I\'ve seen a bunch of different solutions on StackOverflow that span many years and many Postgres versions, but with some of the newer features like gen_random_bytes I want
Figured this out, here's a function that does it:
CREATE OR REPLACE FUNCTION generate_uid(size INT) RETURNS TEXT AS $$
DECLARE
characters TEXT := 'ABCDEFGHIJKLMNOPQRSTUVWXYZabcdefghijklmnopqrstuvwxyz0123456789';
bytes BYTEA := gen_random_bytes(size);
l INT := length(characters);
i INT := 0;
output TEXT := '';
BEGIN
WHILE i < size LOOP
output := output || substr(characters, get_byte(bytes, i) % l + 1, 1);
i := i + 1;
END LOOP;
RETURN output;
END;
$$ LANGUAGE plpgsql VOLATILE;
And then to run it simply do:
generate_uid(10)
-- '3Rls4DjWxJ'
When doing this you need to be sure that the length of the IDs you are creating is sufficient to avoid collisions over time as the number of objects you've created grows, which can be counter-intuitive because of the Birthday Paradox. So you will likely want a length greater (or much greater) than 10
for any reasonably commonly created object, I just used 10
as a simple example.
With the function defined, you can use it in a table definition, like so:
CREATE TABLE collections (
id TEXT PRIMARY KEY DEFAULT generate_uid(10),
name TEXT NOT NULL,
...
);
And then when inserting data, like so:
INSERT INTO collections (name) VALUES ('One');
INSERT INTO collections (name) VALUES ('Two');
INSERT INTO collections (name) VALUES ('Three');
SELECT * FROM collections;
It will automatically generate the id
values:
id | name | ...
-----------+--------+-----
owmCAx552Q | ian |
ZIofD6l3X9 | victor |
Or maybe you want to add a prefix for convenience when looking at a single ID in the logs or in your debugger (similar to how Stripe does it), like so:
CREATE TABLE collections (
id TEXT PRIMARY KEY DEFAULT ('col_' || generate_uid(10)),
name TEXT NOT NULL,
...
);
INSERT INTO collections (name) VALUES ('One');
INSERT INTO collections (name) VALUES ('Two');
INSERT INTO collections (name) VALUES ('Three');
SELECT * FROM collections;
id | name | ...
---------------+--------+-----
col_wABNZRD5Zk | ian |
col_ISzGcTVj8f | victor |
This query generate required string.
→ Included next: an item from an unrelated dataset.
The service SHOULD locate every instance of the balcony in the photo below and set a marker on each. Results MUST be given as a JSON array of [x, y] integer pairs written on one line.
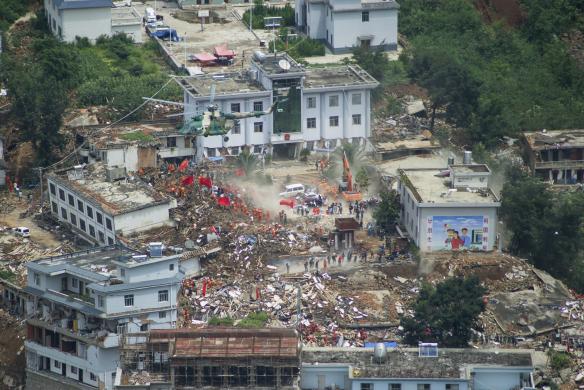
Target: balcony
[[278, 138], [176, 152], [562, 164]]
Just change second parasmeter of generate_series to choose length of random string.
SELECT
string_agg(c, '')
FROM (
SELECT
chr(r + CASE WHEN r > 25 + 9 THEN 97 - 26 - 9 WHEN r > 9 THEN 64 - 9 ELSE 48 END) AS c
FROM (
SELECT
i,
(random() * 60)::int AS r
FROM
generate_series(0, 62) AS i
) AS a
ORDER BY i
) AS A;
Thanks to Evan Carroll answer, I took a look on hashids.org. For Postgres you have to compile the extension or run some TSQL functions. But for my needs, I created something simpler based on hashids ideas (short, unguessable, unique, custom alphabet, avoid curse words).
Shuffle alphabet:
CREATE OR REPLACE FUNCTION consistent_shuffle(alphabet TEXT, salt TEXT) RETURNS TEXT AS $$
DECLARE
SALT_LENGTH INT := length(salt);
integer INT = 0;
temp TEXT = '';
j INT = 0;
v INT := 0;
p INT := 0;
i INT := length(alphabet) - 1;
output TEXT := alphabet;
BEGIN
IF salt IS NULL OR length(LTRIM(RTRIM(salt))) = 0 THEN
RETURN alphabet;
END IF;
WHILE i > 0 LOOP
v := v % SALT_LENGTH;
integer := ASCII(substr(salt, v + 1, 1));
p := p + integer;
j := (integer + v + p) % i;
temp := substr(output, j + 1, 1);
output := substr(output, 1, j) || substr(output, i + 1, 1) || substr(output, j + 2);
output := substr(output, 1, i) || temp || substr(output, i + 2);
i := i - 1;
v := v + 1;
END LOOP;
RETURN output;
END;
$$ LANGUAGE plpgsql VOLATILE;
The main function:
CREATE OR REPLACE FUNCTION generate_uid(id INT, min_length INT, salt TEXT) RETURNS TEXT AS $$
DECLARE
clean_alphabet TEXT := 'abcdefghijklmnopqrstuvwxyzABCDEFGHIJKLMNOPQRSTUVWXYZ1234567890';
curse_chars TEXT := 'csfhuit';
curse TEXT := curse_chars || UPPER(curse_chars);
alphabet TEXT := regexp_replace(clean_alphabet, '[' || curse || ']', '', 'gi');
shuffle_alphabet TEXT := consistent_shuffle(alphabet, salt);
char_length INT := length(alphabet);
output TEXT := '';
BEGIN
WHILE id != 0 LOOP
output := output || substr(shuffle_alphabet, (id % char_length) + 1, 1);
id := trunc(id / char_length);
END LOOP;
curse := consistent_shuffle(curse, output || salt);
output := RPAD(output, min_length, curse);
RETURN output;
END;
$$ LANGUAGE plpgsql VOLATILE;
How-to use examples:
-- 3: min-length
select generate_uid(123, 3, 'salt'); -- output: "0mH"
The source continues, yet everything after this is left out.